Imagine you're in a car driving down the highway to visit an old friend who has just moved to Los Angeles. Your favorite tunes are playing on the radio, and you haven't a care in the world. You stop to check your maps and realize that all you have are interstate highway maps--not a single street map of the area. How will you ever find your friend's house? It's going to be difficult, but eventually, you may stumble across the right house. This scenario is similar to the situation facing scientists searching for a specific gene somewhere within the vast human genome. They have available to them two broad categories of maps: genetic maps and physical maps. Both genetic and physical maps provide the likely order of items along a chromosome.

However, a genetic map, like an interstate highway map, provides an indirect estimate of the distance between two items and is limited to ordering certain items. One could say that genetic maps serve to guide a scientist toward a gene, just like an interstate map guides a driver from city to city.

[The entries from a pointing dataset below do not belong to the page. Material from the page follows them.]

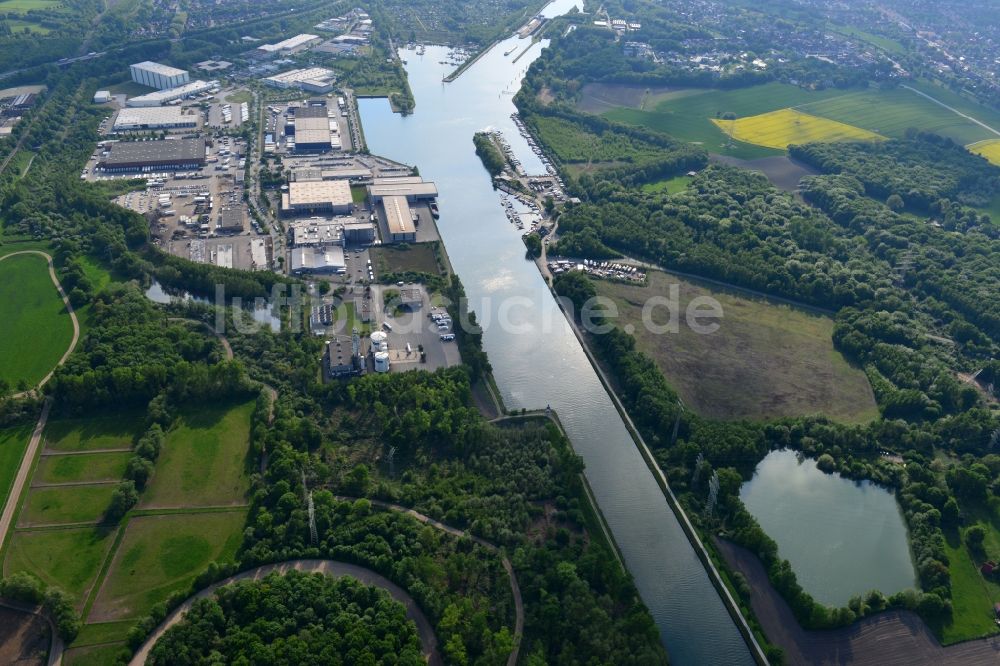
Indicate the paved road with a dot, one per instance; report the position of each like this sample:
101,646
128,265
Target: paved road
328,567
454,531
69,309
23,472
953,110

On the other hand, physical maps mark an estimate of the true distance, in measurements called base pairs, between items of interest. To continue our analogy, physical maps would then be similar to street maps, where the distance between two sites of interest may be defined more precisely in terms of city blocks or street addresses. Physical maps, therefore, allow a scientist to more easily home in on the location of a gene. An appreciation of how each of these maps is constructed may be helpful in understanding how scientists use these maps to traverse that genetic highway commonly referred to as the 'human genome'.

Just like interstate maps have cities and towns that serve as landmarks, genetic maps have landmarks known as genetic markers, or 'markers' for short. A marker may be used as one landmark on a map if, in most cases, that stretch of DNA is inherited from parent to child according to the standard rules of inheritance. Markers can be within genes that code for a noticeable physical characteristic such as eye color, or a not so noticeable trait such as a disease. DNA-based reagents can also serve as markers. These types of markers are found within the non-coding regions of genes and are used to detect unique regions on a chromosome. DNA markers are especially useful for generating genetic maps when there are occasional, predictable mutations that occur during meiosis--the formation of gametes such as egg and sperm--that, over many generations, lead to a high degree of variability in the DNA content of the marker from individual to individual.